The Americans with Disabilities Act (ADA) regulates the communication that healthcare organizations have with people who have communication disabilities. A communication disability is any disability “that affects an individual’s ability to comprehend, detect, or apply language and speech to engage in discourse effectively with others.” Communication with populations who have these conditions should be equally as effective as communication with individuals without these conditions.

Often times healthcare organizations must also comply with section 508 of the Rehabilitation Act of 1973, which requires federal agencies to make their electronic and information technology (EIT) accessible to people with disabilities. The law applies to all Federal agencies when they develop, procure, maintain, or use this type of technology. In many cases, it means that PDF documents must be reader-ready or accessible, and allow the computer to read them out loud in English and any other language it was translated into.

ADA and alternative formats

In a healthcare setting, most patients that need ADA-compliant translation will have visual or hearing impairments. In these cases, alternative formats will need to be supplied so your patients can fully understand the treatment they are receiving, and what to expect from their care. 

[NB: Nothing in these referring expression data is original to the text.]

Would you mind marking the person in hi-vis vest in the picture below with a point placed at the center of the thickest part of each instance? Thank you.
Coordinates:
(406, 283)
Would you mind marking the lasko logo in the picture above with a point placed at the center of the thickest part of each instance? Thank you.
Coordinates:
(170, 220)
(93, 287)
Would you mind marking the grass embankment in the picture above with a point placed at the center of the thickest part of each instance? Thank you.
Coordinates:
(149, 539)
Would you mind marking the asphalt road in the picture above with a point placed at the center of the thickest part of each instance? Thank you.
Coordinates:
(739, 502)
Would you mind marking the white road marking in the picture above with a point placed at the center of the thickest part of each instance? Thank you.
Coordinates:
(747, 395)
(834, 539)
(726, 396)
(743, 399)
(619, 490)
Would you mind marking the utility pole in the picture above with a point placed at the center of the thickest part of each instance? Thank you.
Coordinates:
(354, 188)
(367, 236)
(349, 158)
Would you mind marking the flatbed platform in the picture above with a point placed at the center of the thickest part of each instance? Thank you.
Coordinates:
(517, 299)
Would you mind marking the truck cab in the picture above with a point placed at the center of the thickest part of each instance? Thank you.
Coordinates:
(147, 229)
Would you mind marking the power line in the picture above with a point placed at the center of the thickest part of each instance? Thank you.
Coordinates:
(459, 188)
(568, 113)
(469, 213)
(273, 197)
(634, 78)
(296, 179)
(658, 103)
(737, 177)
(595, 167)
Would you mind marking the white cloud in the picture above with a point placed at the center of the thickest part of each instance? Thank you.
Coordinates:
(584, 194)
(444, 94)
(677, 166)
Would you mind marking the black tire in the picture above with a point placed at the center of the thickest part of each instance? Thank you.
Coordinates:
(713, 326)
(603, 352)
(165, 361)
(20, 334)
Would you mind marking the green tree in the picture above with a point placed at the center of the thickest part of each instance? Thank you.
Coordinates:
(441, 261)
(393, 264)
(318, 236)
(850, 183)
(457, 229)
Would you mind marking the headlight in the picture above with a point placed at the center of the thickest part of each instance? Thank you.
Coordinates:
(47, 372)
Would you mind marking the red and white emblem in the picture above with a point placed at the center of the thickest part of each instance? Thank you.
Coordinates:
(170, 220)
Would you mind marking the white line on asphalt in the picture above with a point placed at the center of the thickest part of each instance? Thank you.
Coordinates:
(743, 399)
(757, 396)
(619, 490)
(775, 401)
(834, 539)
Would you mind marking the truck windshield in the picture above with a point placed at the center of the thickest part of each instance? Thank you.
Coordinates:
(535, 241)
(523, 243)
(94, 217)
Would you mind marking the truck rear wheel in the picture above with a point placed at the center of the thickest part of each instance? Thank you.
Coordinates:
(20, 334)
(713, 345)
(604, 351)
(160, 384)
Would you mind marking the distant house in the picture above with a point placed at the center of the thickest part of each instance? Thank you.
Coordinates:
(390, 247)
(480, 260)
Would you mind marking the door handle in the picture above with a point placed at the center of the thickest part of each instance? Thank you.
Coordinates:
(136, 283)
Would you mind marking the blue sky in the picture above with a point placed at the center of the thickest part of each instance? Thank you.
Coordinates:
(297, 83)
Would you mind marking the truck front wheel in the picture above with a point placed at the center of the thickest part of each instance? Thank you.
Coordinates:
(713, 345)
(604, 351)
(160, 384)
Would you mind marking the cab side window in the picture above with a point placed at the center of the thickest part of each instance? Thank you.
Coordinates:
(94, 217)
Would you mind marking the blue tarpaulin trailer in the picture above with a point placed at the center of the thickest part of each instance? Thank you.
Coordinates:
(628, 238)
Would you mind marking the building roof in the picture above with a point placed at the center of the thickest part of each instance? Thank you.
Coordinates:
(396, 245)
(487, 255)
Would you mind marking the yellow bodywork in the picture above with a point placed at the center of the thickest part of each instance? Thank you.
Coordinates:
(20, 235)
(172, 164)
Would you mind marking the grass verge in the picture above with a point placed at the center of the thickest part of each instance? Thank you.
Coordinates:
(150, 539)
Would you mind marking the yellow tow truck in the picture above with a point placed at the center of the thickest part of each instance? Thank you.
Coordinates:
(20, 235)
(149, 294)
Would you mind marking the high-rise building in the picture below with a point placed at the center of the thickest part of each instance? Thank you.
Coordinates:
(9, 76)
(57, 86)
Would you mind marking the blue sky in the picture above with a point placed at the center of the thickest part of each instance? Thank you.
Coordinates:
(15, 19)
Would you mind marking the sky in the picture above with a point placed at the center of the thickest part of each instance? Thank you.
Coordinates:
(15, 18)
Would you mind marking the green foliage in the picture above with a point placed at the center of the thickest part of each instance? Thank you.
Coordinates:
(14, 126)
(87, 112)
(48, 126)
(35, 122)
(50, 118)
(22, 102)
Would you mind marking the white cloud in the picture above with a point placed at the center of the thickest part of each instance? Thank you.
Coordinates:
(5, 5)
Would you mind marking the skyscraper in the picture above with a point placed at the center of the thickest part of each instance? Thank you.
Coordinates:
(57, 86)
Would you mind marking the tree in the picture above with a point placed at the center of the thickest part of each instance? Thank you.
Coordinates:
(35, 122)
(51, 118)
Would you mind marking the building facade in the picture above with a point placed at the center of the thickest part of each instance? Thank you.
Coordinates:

Alternative formats include, but are not limited to, braille, real-time captioning, large print formatting, accessible PDFs, and audio formatting. Each of these can help to preserve the original meaning of your communication while making it accessible to your audience. 

ADA and coverage requirements

ADA compliance isn’t confined directly to the patient being treated. For example, if prenatal classes are offered as a service to both fathers and mothers, a father who is deaf or hard-of-hearing must be provided auxiliary aids or services to ensure that he has the same opportunity to benefit from the classes as would other fathers. Similarly, a deaf parent of a hearing child may require an auxiliary aid or service to communicate effectively with healthcare providers, participate in the child’s health care, and to give informed consent for the child’s medical treatment. Classes, support groups, and other activities that are open to the public must also be accessible to deaf and hard of hearing participants.

Finally, the ADA does not require a medical practice to provide translators or interpreters for non-English speaking patients. However, Title VI of the Civil Rights Act does. Title VI of the Civil Rights Act forbids discrimination by any program that receives money from the federal government and requires that health and social service providers give their limited-English-proficient patients meaningful access to their services, which may entail offering translation or interpreting services. These must be provided to the patients free of charge.